No obstante, la tentación está siempre presente y tratando incansablemente de separarnos de Dios y de nuestros semejantes. Cuando le suplicamos a nuestro Padre diciéndole “No nos dejes caer en tentación, mas líbranos del mal”, le estamos implorando que nos conceda la gracia y la fortaleza de rechazar las tentaciones y no ceder a ellas. Además, estamos conscientes de que guardar resentimientos, negarnos a perdonar y buscar venganza es perjudicial para nuestras relaciones. Es cierto que no siempre sabemos si estos pensamientos negativos y divisorios provienen del diablo, que es el maligno y “el padre de la mentira” (Juan 8, 44) o de nosotros mismos; pero la buena noticia es que, cuando Jesús nos dice que pidamos su protección en la oración, él nos resguarda del mal.

Un gran tesoro. El Padre Nuestro es uno de los tesoros más valiosos que Jesús nos dejó. En él nos dice que Dios tiene el gran deseo de ayudarnos y nos enseña a depositar nuestra vida en sus manos amorosas. Siendo así, acatemos las palabras y pronunciemos esta plegaria con fe y amor. En primer lugar, rindamos honor y gloria al Señor y busquemos el Reino de Dios y, en segundo lugar, pidámosle a nuestro Padre que nos conceda la gracia de amar y perdonar a nuestros hermanos, tal como nosotros somos amados y perdonados.

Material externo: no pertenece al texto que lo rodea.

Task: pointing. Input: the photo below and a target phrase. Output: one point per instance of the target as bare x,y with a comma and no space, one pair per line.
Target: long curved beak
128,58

Una de las razones por las cuales el Padre Nuestro se ha generalizado tanto es porque contiene todos los elementos esenciales de la oración auténtica. Es cierto que podemos utilizar otras oraciones más formales o estructuradas, como el rosario o la Liturgia de las Horas, y también que podemos rezar de un modo más espontáneo, tal vez en la adoración eucarística o entonando canciones de alabanza y adoración. Pero, sea como sea, podemos tener la certeza de que la oración sincera y persistente producirá un cambio en nosotros si nos ofrecemos al Señor como nos enseña el Padre Nuestro; que la oración nos cambiará porque estaremos viviendo el intercambio divino que se sintetiza de un modo tan maravilloso en esta hermosa plegaria.

La inquietud mental. Vivimos en un mundo saturado de medios de difusión. Las computadoras, los teléfonos inteligentes, los televisores y las tabletas están siempre encendidos y nos están constantemente inundando la mente con incontables imágenes y sonidos al punto de que nos sentimos saturados de un ruidoso barullo de expresiones, conceptos y opiniones día tras día. Como consecuencia, la mente tiende a saltar de un pensamiento a otro, de una idea o imagen a otra, en una constante marea de intranquilidad durante todo el día, y eso nos causa tal distracción que resulta casi imposible mantener la mente enfocada en algo concreto o útil. Por eso, cuando llega el momento de hacer oración, los pensamientos e imágenes que van y vienen nos impiden enfocar claramente la atención en el Señor y escuchar lo que él nos quiera decir; son un gran obstáculo para tranquilizarnos, reposar en la presencia de Dios y percibir su amor y su paz.

¿Qué podemos hacer al respecto? En el recuadro de la página 23 ofrecemos un sencillo método para calmar la mente inquieta al hacer oración y entrar en la paz de la presencia del Señor. Hermano, usa este método cada día durante esta semana y ve si te resulta útil. Si al final de la semana te das cuenta de que te cuesta menos entrar en comunión con el Señor, habrás visto que su presencia tiene el poder de disipar las distracciones que te impiden calmar la mente.

Hermosa sencillez. Sea como sea que practiquemos la oración, encontramos en ella una atractiva simplicidad, la cual se resume en el intercambio divino. Es la inocencia del niño que acude a su padre o madre con amor y confianza; es la sencillez con que le ofrecemos a Dios nuestra vida y nuestra adoración, para luego recibir su amor y su gracia. Es la simplicidad de reposar en la presencia de Dios y llenarse de todo lo que necesitamos para hacer su voluntad… así en la tierra como en el cielo.